This function finds and reads HTML/XML files from a local directory or Google Drive folder that match specified patterns. It extracts tables from the files and returns a list of tibbles containing the submission data.
Arguments
- path
The path to the local directory containing the HTML/XML files, or a Google Drive folder URL. If it's a Google Drive URL, the function will download the entire folder to a temporary directory.
- title
A character vector of patterns to match against the file names. Each pattern is processed separately and results are combined.
- keep_loc
A character string specifying where to save downloaded files (only for Google Drive URLs). If NULL (default), files are downloaded to a temporary directory and deleted after processing. If specified, files are downloaded to this location and kept.
- verbose
A logical value (TRUE or FALSE) specifying verbosity level. If TRUE, reports files that are removed during processing.
Value
A named list of tibbles, where each tibble contains the data from one HTML/XML file that matches any of the specified patterns and has valid table structure.
Details
Google Drive allows for more than one file with the exact same name. If you download files manually ("by hand"), you will get both files but with one of them automatically renamed by your browser. However, if you use the Google Drive functionality in this function, the second file will overwrite the first, potentially resulting in data loss.
Examples
if (FALSE) { # \dontrun{
# Find submissions from local directory
path <- file.path(find.package("tutorial.helpers"), "tests/testthat/fixtures/answers_html")

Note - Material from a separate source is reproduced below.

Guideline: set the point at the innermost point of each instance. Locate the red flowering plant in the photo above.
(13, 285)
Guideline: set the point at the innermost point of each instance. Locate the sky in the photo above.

tibble_list <- gather_submissions(path = path, title = "stop", verbose = TRUE)
# Find submissions from Google Drive folder (temporary download)
drive_url <- "https://drive.google.com/drive/folders/your_folder_id"
tibble_list <- gather_submissions(
path = drive_url,
title = c("probability")
)
# Find submissions from Google Drive folder (keep files)
tibble_list <- gather_submissions(
path = drive_url,
title = c("probability"),
keep_loc = "~/my_downloads/"
)
} # }